しかし、相続の場面では、事実上の認識だけで直ちに権利が認められるわけではありません。戸籍や認知の有無が非常に重要になります。


死後認知や親子関係が争いになるケースの注意点

被相続人の死亡後に、子が認知を求めるケースもあります。いわゆる死後認知です。このような場合、親子関係が法的に認められるかどうかによって、相続人となるか、遺留分が問題になるかが変わってきます。


家族の側から見ると、突然知らない相続人が現れたように感じることもあり、感情面での混乱が大きくなりがちです。しかし、法律上の親子関係が認められるかどうかは、感情とは別に慎重な検討が必要です。


遺留分の割合はどう決まる?配偶者と子がいる場合を具体例で解説

遺留分の話が難しく感じられるのは、「誰に権利があるのか」と「具体的にいくらになるのか」が混ざりやすいからです。ここでは、配偶者と子がいる場合を例に、順を追って確認します。


遺留分の全体割合を先に押さえる

まず、配偶者や子が相続人になるケースでは、遺留分の総額は原則として遺産全体の2分の1です。これが出発点です。

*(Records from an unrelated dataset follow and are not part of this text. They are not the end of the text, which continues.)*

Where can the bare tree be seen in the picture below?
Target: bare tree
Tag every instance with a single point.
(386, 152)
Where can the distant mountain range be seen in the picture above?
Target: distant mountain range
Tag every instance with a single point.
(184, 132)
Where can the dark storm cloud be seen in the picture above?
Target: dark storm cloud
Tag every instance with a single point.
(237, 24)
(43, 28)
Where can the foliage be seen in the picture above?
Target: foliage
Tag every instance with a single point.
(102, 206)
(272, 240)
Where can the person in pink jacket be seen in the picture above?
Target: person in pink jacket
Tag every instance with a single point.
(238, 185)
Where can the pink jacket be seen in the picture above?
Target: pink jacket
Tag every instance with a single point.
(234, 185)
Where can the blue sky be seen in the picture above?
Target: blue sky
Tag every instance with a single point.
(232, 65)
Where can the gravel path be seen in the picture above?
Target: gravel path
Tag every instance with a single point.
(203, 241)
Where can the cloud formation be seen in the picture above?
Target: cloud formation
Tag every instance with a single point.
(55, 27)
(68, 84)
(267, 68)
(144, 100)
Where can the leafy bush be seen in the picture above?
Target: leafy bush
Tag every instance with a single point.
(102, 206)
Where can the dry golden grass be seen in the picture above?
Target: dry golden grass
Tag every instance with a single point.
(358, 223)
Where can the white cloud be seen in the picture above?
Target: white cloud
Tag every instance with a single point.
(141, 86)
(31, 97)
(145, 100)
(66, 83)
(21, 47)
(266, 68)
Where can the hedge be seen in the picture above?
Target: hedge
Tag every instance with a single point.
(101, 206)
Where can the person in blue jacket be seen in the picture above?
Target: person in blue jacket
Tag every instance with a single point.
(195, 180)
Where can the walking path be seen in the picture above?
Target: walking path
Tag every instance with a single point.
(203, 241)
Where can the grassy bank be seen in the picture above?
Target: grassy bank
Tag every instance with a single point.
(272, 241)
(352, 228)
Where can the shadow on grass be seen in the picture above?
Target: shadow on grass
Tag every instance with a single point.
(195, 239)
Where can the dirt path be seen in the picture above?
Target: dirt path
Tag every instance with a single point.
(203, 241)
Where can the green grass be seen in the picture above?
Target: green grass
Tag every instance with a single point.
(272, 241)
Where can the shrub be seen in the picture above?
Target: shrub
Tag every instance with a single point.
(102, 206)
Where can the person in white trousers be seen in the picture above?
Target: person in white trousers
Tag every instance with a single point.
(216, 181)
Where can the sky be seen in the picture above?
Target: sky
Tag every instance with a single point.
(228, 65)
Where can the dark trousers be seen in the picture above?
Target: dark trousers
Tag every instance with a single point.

次に、その2分の1を、それぞれの法定相続分に応じて分けていきます。つまり、いきなり個人ごとの割合を考えるのではなく、「全体の遺留分」を確認してから配分するのがわかりやすい方法です。


配偶者と子がいる場合の具体的な計算例

たとえば、遺産が6000万円、相続人が後妻と前妻の子1人だとします。


この場合、法定相続分は、後妻3000万円、前妻の子3000万円です。遺留分の総額は遺産全体の2分の1ですから3000万円。これを法定相続分に応じて分けるため、後妻の遺留分は1500万円、前妻の子の遺留分も1500万円となります。


もし「すべての財産を後妻に相続させる」という遺言があったとしても、前妻の子は自己の遺留分である1500万円の限度で遺留分侵害額請求を検討することになります。


前妻の子が複数いる場合の考え方

次に、相続人が後妻と前妻の子2人で、遺産が6000万円の場合を考えます。


法定相続分は、後妻が2分の1で3000万円、子全体で2分の1の3000万円です。子が2人なので、各子の法定相続分は1500万円です。


遺留分総額はやはり3000万円。後妻の遺留分は1500万円、各子の遺留分は750万円ずつとなります。


このように、前妻の子が複数いるときは、「子全体でどれだけか」を先に見て、そのうえで人数で割ると整理しやすくなります。


再婚家庭で人数が多いときに混乱しやすいポイント

再婚家庭では、前の婚姻関係の子、現在の婚姻関係の子、認知した子などが重なることがあります。この場合、感覚的には「近くにいた家族」と「疎遠だった家族」を区別したくなるかもしれませんが、法律上の子である限り、原則として同じ土台で扱われます。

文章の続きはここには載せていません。